FRANCESCO SPATOLA - 03/04/2015

pgtE a Varese che ne è del rapporto tra tecnici, “specialisti della realizzazione”, e politici, “specialisti della volontà” (si veda il precedente articolo su RMFonline): è patologico o fisiologico?

 Le polemiche più recenti – dal PGT alla Caserma Garibaldi, ai parcheggi di villa Augusta e alla Prima Cappella, al taglio dei calocedri ai Giardini Estensi, sino ai giardinetti con box in vetro in piazza Monte Grappa, senza contare le quotidiane lamentele su sporcizia e degrado cittadino – hanno puntato sulla parte politica, ma non hanno mancato di sfiorare la parte tecnico-amministrativa del Comune di Varese, colpita dall’apertura dell’indagine giudiziaria, insieme al proprietario dell’area, anche per il dirigente responsabile unico di procedimento nella contestata gara per il parcheggio sotterraneo a servizio del percorso delle Cappelle del Sacro Monte.

Del resto, i ritardi enormi sul PGT vedono esente una struttura tecnica forte di decine di architetti e geometri?
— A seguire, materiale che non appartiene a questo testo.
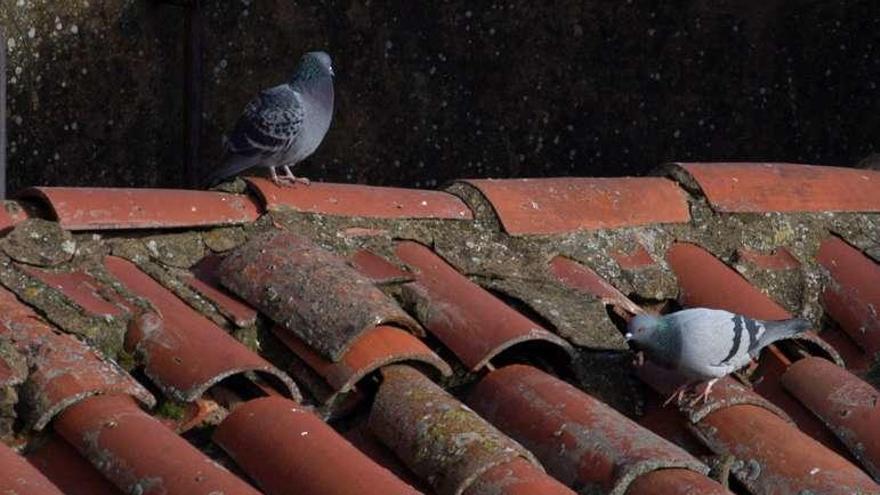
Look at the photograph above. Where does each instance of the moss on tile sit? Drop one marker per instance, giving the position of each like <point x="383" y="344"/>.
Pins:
<point x="39" y="242"/>
<point x="224" y="239"/>
<point x="180" y="250"/>
<point x="106" y="334"/>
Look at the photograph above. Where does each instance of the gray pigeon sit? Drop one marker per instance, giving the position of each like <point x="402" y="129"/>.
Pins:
<point x="706" y="344"/>
<point x="283" y="125"/>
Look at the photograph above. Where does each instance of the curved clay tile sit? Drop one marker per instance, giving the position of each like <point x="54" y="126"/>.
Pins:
<point x="309" y="291"/>
<point x="470" y="321"/>
<point x="284" y="446"/>
<point x="118" y="208"/>
<point x="852" y="297"/>
<point x="19" y="477"/>
<point x="556" y="206"/>
<point x="68" y="470"/>
<point x="139" y="454"/>
<point x="374" y="349"/>
<point x="358" y="200"/>
<point x="580" y="440"/>
<point x="785" y="187"/>
<point x="63" y="370"/>
<point x="435" y="435"/>
<point x="184" y="353"/>
<point x="849" y="406"/>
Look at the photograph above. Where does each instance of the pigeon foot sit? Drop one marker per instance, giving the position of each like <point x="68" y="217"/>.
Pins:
<point x="288" y="179"/>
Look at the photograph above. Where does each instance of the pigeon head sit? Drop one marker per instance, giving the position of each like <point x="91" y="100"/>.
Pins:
<point x="641" y="329"/>
<point x="314" y="66"/>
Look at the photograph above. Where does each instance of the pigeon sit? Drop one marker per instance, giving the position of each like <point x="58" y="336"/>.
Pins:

E a chi è venuta l’idea di scavare sotto Villa Augusta per farci un parcheggio? Quanto poi al ripristino della visione settecentesca della collinetta dei Giardini Estensi tagliando i calocedri posteriori, c’entra solo il facondo ex-assessore Clerici? È solo l’assessore al turismo che ha progettato il frutteto in vasche per piazza Monte Grappa? Dipende solo dal sindaco-borgomastro leghista se Varese ha le tasse locali più alte d’Italia, senza ombra apparente di spending review? Chi ha davvero abolito le politiche giovanili dai servizi comunali?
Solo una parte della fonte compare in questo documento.